As I got started, I met with many business and operations people across the company to understand information gaps and analytics aspirations across the enterprise. In most cases, there were some traditional process challenges related to data, and I carefully took notes on which data sets required prioritization to go into our enterprise catalog. Other conversations focused on the evolution of analytics from traditional KPIs to machine learning and predictive modeling against complex telemetry data as our business model evolved from on-prem software to SaaS distribution. But one conversation stopped me in my tracks. “Don’t bother trying to do that analysis,” my colleague told me. “The data just doesn’t exist.”

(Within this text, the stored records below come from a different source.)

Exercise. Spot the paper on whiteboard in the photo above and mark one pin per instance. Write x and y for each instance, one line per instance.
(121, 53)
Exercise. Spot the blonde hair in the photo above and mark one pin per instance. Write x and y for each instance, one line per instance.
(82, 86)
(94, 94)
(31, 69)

Doesn’t exist? How can it be that the transactions that ran our business did not leave a clear breadcrumb trail of what had taken place to enable descriptive and predictive analytics?
Over the next few days, I came to understand an interesting paradox in our systems design. As an analytics company, we had a great number of attributes that we had added to our transactions, so as to be able to report on them later. But over time, so many people had asked for so many things that business users could become overwhelmed by the data request and simply left a number of these fields blank. The paradox, in short, was that our very thirst for more data was, in fact, giving us less.

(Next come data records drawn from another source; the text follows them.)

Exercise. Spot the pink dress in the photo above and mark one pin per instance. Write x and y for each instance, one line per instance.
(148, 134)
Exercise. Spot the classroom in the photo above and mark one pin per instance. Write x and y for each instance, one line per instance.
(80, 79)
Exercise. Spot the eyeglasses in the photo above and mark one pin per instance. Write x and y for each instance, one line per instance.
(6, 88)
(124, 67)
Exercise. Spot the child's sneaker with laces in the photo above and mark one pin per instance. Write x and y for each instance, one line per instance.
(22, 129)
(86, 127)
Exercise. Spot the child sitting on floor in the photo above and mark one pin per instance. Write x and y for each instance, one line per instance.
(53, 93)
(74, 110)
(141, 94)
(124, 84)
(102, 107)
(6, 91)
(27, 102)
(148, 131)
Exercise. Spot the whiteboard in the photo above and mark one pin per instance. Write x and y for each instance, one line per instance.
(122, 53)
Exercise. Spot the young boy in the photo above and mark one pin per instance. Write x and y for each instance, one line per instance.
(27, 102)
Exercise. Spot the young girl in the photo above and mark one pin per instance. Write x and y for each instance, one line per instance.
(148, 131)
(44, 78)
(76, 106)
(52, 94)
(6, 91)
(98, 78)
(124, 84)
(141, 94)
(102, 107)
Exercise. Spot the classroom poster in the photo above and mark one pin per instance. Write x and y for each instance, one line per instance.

I started to do some research on this and stumbled upon Hick’s Law, which has been used in software design for decades. It stipulates that, as you increase the number of choices that application users have, there is a logarithmic relationship to the time that it takes them to complete the choice. In other words, too many choices can set in a certain paralysis of decision making. It seems only logical that this could also relate to the number of fields that someone has to update. And, I suspect, the human reaction to overcoming this stress is to ignore anything that isn’t mandatory, leading directly to a data quality challenge that is an obstacle to the very analytics that the data was meant to enable.
This got me thinking about conventional data quality practices and how flawed they can be. We choose critical data elements, we design periodic profile checks, and put data stewards in place to monitor and measure the data that matters to us. This is all constructive, but there is a well-known adage that I like that fits here: “If you want to remove pollution from a river, you should start by stopping the contamination of the river in the first place.” In other words, if we need data to be reliable, not only do we need to monitor it, but we also need to put simple processes and useful controls in place to get the data right at the time of entry.
Our response to this at Qlik is that, in addition to the establishment of standard data stewardship and quality practices, we are developing process owners who have authority to automate and simplify screens for users, to implement checks on the spot as data is being entered, and to assume responsibility for not only the execution of the transaction, but also this transaction’s impact to downstream transactional and analytical needs.
So, in short, who owns quality? Well, certainly more than one person or team. A process owner designs the right process and requirements to enable automation, IT owns the implementation of systems that are simple and meet these needs, and the office of CDO owns the quality check in case anything falls through the cracks. The establishment of these roles and the relationships that bind these roles is the foundation of the Qlik analytics strategy.